Discussion
COVID-19 is not yet under control globally, with the spread of
2019-ncov, the number of pregnant women with COVID-19 also increased. As
for the choice of delivery mode, expert’s
consensus[9] showed that COVID-19 pneumonia
couldn’t not be used as an indication for cesarean section, but in fact,
most of the pregnant women with COVID-19 terminated pregnancy by
cesarean section in fear of additional risk of mother to child
transmissions[10-11]. Therefore, there were few
studies on vaginal delivery in pregnancy women with COVID-19. It is
uncertain whether SARS-COV-2 is transmitted by mother-to-child
transmission during delivery.
Several studies[11-14] had suggested that there is
a possibility of vertical transmission of SARS-COV-2, while the newborns
who were reported to have positive viral nuclear acid detection were all
delivered by cesarean section. The antibodies IgM /IgG of SARS-COV-2
were positive while the nucleic acid was negative in these newborns. In
this study, no definite evidence of SARS-COV-2 infection was found in
neonates who were delivered vaginally. Neonate 5 and neonate 6
experienced pneumonia after birth, which may be related to the fever of
their mothers before delivery, in addition, case 6 had meconium stained
amniotic fluid, which also increased the probability of neonatal
pneumonia and infection[15]. Follow up results
showed that no serious complications had occurred in the newborns, the
antibody IgM /IgG and nuclear acid detection of SARS-COV-2 were negative
in seven neonates under follow up. In our patients,no SARS-CoV-2
transmission occurred. But it is important to note that all the pregnant
women in this study had a short course of COVID-19 pneumonia (2-8 days)
before birth, and it was possible that the virus had not yet affected
the fetus. However, what was clear was that vaginal delivery does not
increase the probability of SARS-COV-2 mother-to-child transmission
under strict protective measures (delivered in a negative pressure
operating room, pregnant women always wearing mask, avoiding contacting
between the newborns and their mother).
A case report[13] showed that the SARS-COV-2
antibodies IgM and IgG of a newborn delivered by a pregnant woman at 34
weeks with COVID-19 were positive. SARS-COV-2 nucleic acid test for
mother’s throat swabs were positive, while the nucleic acid test for
vaginal secretions was negative. Another study[16]included 35 females showed that no positive SARS-COV-2 RT-PCR result was
found in the vaginal environment perhaps due to the lack of the receptor
of SARS-CoV-2 in the vagina and cervix tissues. It suggests that it
would not increase the risk of mother-child transmission when the fetus
passed through the mother’s birth canal. Therefore, we believe that
there was no relationship between mother-child transmission and mode of
delivery.
In this study, case 6’s pneumonia worsened after childbirth, reviewing
the clinical features of the pregnant woman, we found that she had got a
high fever for a long period that continued to birth before delivery.
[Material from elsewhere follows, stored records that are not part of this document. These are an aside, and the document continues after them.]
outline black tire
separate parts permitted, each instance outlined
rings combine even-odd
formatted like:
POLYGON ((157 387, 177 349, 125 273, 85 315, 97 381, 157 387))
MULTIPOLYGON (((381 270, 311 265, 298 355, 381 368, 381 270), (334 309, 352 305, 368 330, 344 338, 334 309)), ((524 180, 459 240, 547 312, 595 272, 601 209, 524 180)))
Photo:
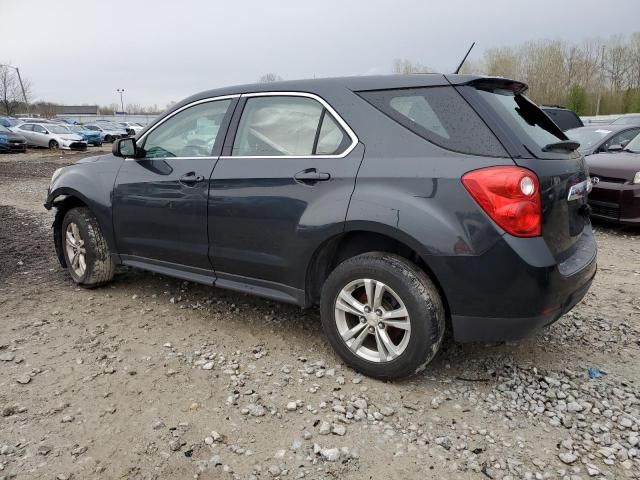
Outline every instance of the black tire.
POLYGON ((111 258, 111 252, 107 241, 102 234, 100 225, 95 216, 86 207, 77 207, 69 210, 62 220, 61 245, 67 270, 75 283, 83 287, 92 288, 105 284, 113 279, 115 264, 111 258), (66 232, 69 224, 78 226, 80 237, 84 242, 86 268, 79 275, 69 258, 66 248, 66 232))
POLYGON ((442 299, 429 277, 398 255, 371 252, 350 258, 336 267, 321 293, 322 327, 338 355, 355 370, 380 380, 405 378, 424 370, 440 349, 445 332, 442 299), (375 362, 356 355, 342 339, 336 324, 338 295, 358 279, 373 279, 388 285, 401 298, 411 324, 404 351, 393 360, 375 362))

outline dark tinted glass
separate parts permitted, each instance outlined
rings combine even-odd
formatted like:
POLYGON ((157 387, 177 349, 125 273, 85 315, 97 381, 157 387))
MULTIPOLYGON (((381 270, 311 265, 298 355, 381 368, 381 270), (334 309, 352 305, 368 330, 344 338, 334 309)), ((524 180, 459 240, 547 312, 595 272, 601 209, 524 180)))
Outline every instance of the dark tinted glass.
POLYGON ((559 109, 542 109, 544 113, 549 115, 551 120, 555 122, 560 130, 565 131, 570 128, 579 128, 582 126, 582 120, 571 110, 559 110, 559 109))
POLYGON ((507 156, 495 135, 453 87, 375 90, 359 95, 436 145, 474 155, 507 156))
POLYGON ((562 130, 524 95, 502 88, 478 88, 495 113, 529 147, 541 151, 547 145, 567 140, 562 130))
POLYGON ((338 125, 338 122, 325 110, 322 115, 322 125, 316 141, 316 155, 338 155, 351 143, 351 139, 338 125))

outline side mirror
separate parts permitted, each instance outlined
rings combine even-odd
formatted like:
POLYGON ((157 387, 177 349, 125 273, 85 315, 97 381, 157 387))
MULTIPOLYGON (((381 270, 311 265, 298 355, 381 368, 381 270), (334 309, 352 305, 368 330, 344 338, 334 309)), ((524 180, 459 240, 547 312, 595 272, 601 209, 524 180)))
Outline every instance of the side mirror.
POLYGON ((111 153, 116 157, 136 158, 137 152, 136 141, 130 137, 116 140, 111 148, 111 153))

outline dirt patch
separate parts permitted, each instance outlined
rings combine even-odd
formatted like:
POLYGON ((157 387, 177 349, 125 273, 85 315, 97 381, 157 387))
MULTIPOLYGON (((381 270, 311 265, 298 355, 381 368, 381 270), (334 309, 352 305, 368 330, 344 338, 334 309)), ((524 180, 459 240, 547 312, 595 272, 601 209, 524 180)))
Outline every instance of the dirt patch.
POLYGON ((51 230, 42 215, 0 205, 0 286, 11 277, 34 283, 55 267, 51 230))

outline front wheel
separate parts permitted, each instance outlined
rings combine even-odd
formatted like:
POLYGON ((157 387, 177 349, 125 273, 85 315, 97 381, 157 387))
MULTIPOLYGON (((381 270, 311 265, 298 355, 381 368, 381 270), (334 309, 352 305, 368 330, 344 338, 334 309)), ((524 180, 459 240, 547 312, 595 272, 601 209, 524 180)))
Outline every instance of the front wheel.
POLYGON ((322 288, 320 311, 324 332, 340 357, 381 380, 423 370, 444 336, 438 290, 398 255, 365 253, 338 265, 322 288))
POLYGON ((115 265, 98 221, 85 207, 72 208, 62 221, 64 259, 71 278, 83 287, 109 282, 115 265))

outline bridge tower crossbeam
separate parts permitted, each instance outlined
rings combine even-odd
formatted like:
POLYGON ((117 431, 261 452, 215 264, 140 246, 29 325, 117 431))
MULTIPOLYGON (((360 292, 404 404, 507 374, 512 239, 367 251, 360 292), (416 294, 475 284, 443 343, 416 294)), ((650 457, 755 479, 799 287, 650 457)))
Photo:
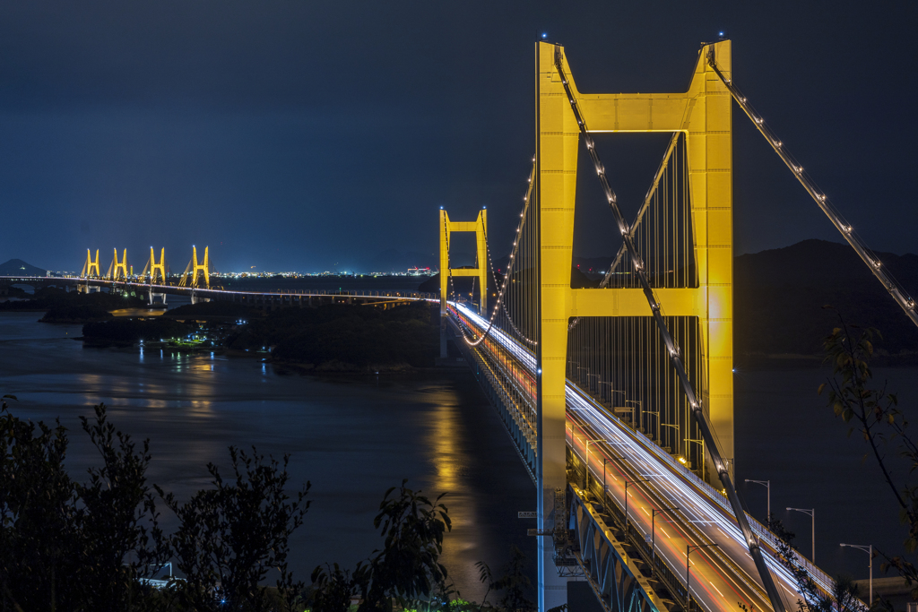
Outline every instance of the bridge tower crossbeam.
POLYGON ((475 221, 450 221, 450 217, 440 209, 440 356, 446 357, 446 297, 450 278, 453 276, 472 276, 478 279, 480 300, 478 313, 485 315, 487 309, 487 210, 478 211, 475 221), (453 232, 475 232, 477 267, 450 267, 450 235, 453 232))
POLYGON ((204 248, 204 261, 200 263, 197 262, 197 247, 192 246, 191 248, 191 261, 188 262, 187 267, 185 269, 185 273, 182 274, 182 280, 179 282, 179 286, 191 286, 195 289, 201 288, 200 279, 204 280, 204 288, 210 288, 210 255, 209 248, 204 248), (188 275, 191 274, 191 284, 188 284, 188 275), (200 274, 200 276, 198 276, 200 274))
POLYGON ((115 249, 115 259, 112 261, 111 268, 109 269, 109 278, 113 281, 118 280, 118 278, 123 278, 125 281, 128 280, 128 250, 124 250, 124 255, 121 261, 118 261, 118 249, 115 249))
POLYGON ((99 272, 99 250, 95 250, 95 261, 93 261, 92 251, 86 249, 86 261, 83 264, 83 271, 80 273, 80 276, 86 278, 88 276, 101 276, 102 273, 99 272))
POLYGON ((156 262, 155 253, 153 252, 153 248, 150 247, 150 262, 148 263, 150 271, 150 284, 154 284, 156 283, 156 273, 160 273, 160 280, 163 284, 166 283, 166 250, 163 247, 160 250, 160 262, 156 262))

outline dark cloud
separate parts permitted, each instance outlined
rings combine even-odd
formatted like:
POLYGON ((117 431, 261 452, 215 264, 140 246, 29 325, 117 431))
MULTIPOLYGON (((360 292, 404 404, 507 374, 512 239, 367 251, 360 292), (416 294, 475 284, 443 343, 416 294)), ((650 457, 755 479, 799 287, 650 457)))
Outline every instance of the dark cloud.
MULTIPOLYGON (((73 269, 89 247, 153 244, 184 269, 195 243, 224 269, 365 270, 433 253, 440 206, 487 206, 504 250, 543 31, 582 91, 683 89, 725 31, 736 83, 868 243, 918 250, 910 3, 623 5, 0 4, 0 259, 73 269)), ((739 250, 835 238, 734 125, 739 250)), ((660 145, 642 146, 655 167, 660 145)), ((643 193, 654 167, 620 191, 643 193)), ((608 253, 606 213, 585 211, 577 251, 608 253)))

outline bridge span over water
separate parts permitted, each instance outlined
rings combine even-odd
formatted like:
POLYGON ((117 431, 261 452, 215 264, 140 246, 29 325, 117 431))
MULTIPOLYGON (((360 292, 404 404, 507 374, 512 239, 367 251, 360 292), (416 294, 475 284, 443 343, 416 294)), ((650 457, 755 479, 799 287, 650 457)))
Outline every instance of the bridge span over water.
POLYGON ((436 294, 419 291, 353 291, 353 290, 278 290, 244 291, 218 287, 204 288, 179 284, 155 284, 151 283, 112 281, 106 278, 80 278, 60 276, 0 276, 0 283, 28 284, 31 286, 59 286, 77 291, 118 291, 147 296, 150 304, 154 299, 166 303, 166 295, 181 295, 192 304, 202 301, 234 302, 254 308, 274 310, 288 306, 309 307, 322 304, 365 304, 387 306, 404 302, 439 299, 436 294))
MULTIPOLYGON (((563 47, 535 51, 535 155, 517 229, 500 240, 506 273, 486 211, 457 222, 442 210, 439 233, 442 354, 452 337, 536 484, 540 611, 565 602, 572 578, 609 612, 796 609, 778 540, 733 484, 734 104, 918 325, 915 301, 736 87, 729 40, 702 45, 673 94, 584 94, 563 47), (632 219, 599 156, 626 132, 670 134, 632 219), (571 286, 581 153, 616 228, 595 288, 571 286), (450 265, 457 231, 476 235, 475 268, 450 265), (477 284, 477 301, 456 276, 477 284)), ((802 555, 789 561, 832 592, 802 555)))

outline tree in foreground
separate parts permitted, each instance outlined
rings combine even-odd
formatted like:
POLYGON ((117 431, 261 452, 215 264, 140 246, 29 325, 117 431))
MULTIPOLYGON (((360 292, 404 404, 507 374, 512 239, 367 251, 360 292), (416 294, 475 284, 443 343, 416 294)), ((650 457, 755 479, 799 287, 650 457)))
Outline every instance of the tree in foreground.
POLYGON ((393 602, 412 609, 452 592, 440 562, 443 536, 453 527, 443 495, 431 501, 407 484, 386 492, 373 521, 384 538, 382 550, 353 572, 335 563, 312 573, 314 612, 345 612, 353 597, 361 599, 358 612, 391 612, 393 602))
POLYGON ((146 482, 149 440, 139 450, 107 421, 83 429, 102 458, 89 483, 64 469, 66 428, 22 420, 0 404, 0 602, 4 610, 140 609, 139 578, 168 557, 146 482))
MULTIPOLYGON (((883 560, 884 570, 894 569, 905 578, 912 587, 912 597, 918 598, 918 569, 913 559, 918 549, 918 482, 913 480, 918 470, 918 444, 909 430, 905 413, 899 408, 898 396, 889 393, 885 384, 877 385, 873 381, 870 361, 874 339, 881 339, 877 329, 846 324, 839 316, 839 327, 823 342, 833 375, 820 385, 819 393, 828 391, 828 405, 835 417, 850 425, 848 436, 856 430, 863 438, 899 506, 900 520, 906 527, 902 542, 906 554, 874 547, 874 555, 883 560), (901 473, 907 475, 896 475, 901 473)), ((887 602, 878 604, 889 607, 887 602)))
POLYGON ((265 461, 254 448, 248 454, 230 447, 230 457, 233 478, 225 481, 208 463, 213 488, 185 504, 156 487, 180 520, 168 539, 176 567, 186 576, 176 584, 180 609, 274 609, 271 594, 260 584, 275 570, 277 593, 292 610, 305 585, 288 568, 289 539, 303 524, 310 485, 287 495, 289 455, 265 461))

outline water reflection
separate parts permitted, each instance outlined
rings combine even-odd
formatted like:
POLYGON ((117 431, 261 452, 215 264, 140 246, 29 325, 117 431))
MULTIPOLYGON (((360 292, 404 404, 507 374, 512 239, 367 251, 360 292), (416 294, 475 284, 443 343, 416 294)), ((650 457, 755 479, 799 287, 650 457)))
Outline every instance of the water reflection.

The results of laboratory examination indicated that her inflammatory
markers, C-reactive protein (CRP) and Procalcitonin (PCT), increased
progressively, it suggested that she may be in the acute stage of viral
infection. During labor, maternal breathing pattern was affected by
labor pain, in the second stage of labor, the need to hold their breath
to force the baby out, caused maternal oxygen consumption to increased.
Infection of SARS-CoV-2 mainly attacked body respiratory system, the
progressive exacerbation of lung lesions might lead to respiratory
distress especially in labor, and the fetus might experience fetal
distress or even fetal death. In this case, there was no maternal
respiratory distress or fetal distress during delivery, however the
patient who had a long term of high fever, oxygen saturation decreased,
and healing of the perineal incision was poor. Therefore, we suggest
that only after careful consideration we may decide to choose vaginal
delivery as a preferred mode of delivery to women who are in acute
inflammatory progress of COVID-19 pneumonia.
We suggest that pregnant women with SARS-COV-2 infection who do not have
respiratory failure or multi-functional organ dysfunction, and also,
when they are in a stable stage of pneumonia should be considered for
vaginal delivery if there is contraindications for vaginal delivery
trial and if the patient has an intention of vaginal delivery. However,
it should be noted that vaginal delivery should be carried out in the
negative pressure delivery room, and the medical staff and pregnant
women should be strictly protected, at the same time, newborns should be
avoided to have direct contact with their mothers.
The limitations of this study lie in the few patients and the limited
follow-up time. Long-term follow-up is needed to observe whether there
are long-term maternal and neonatal complications.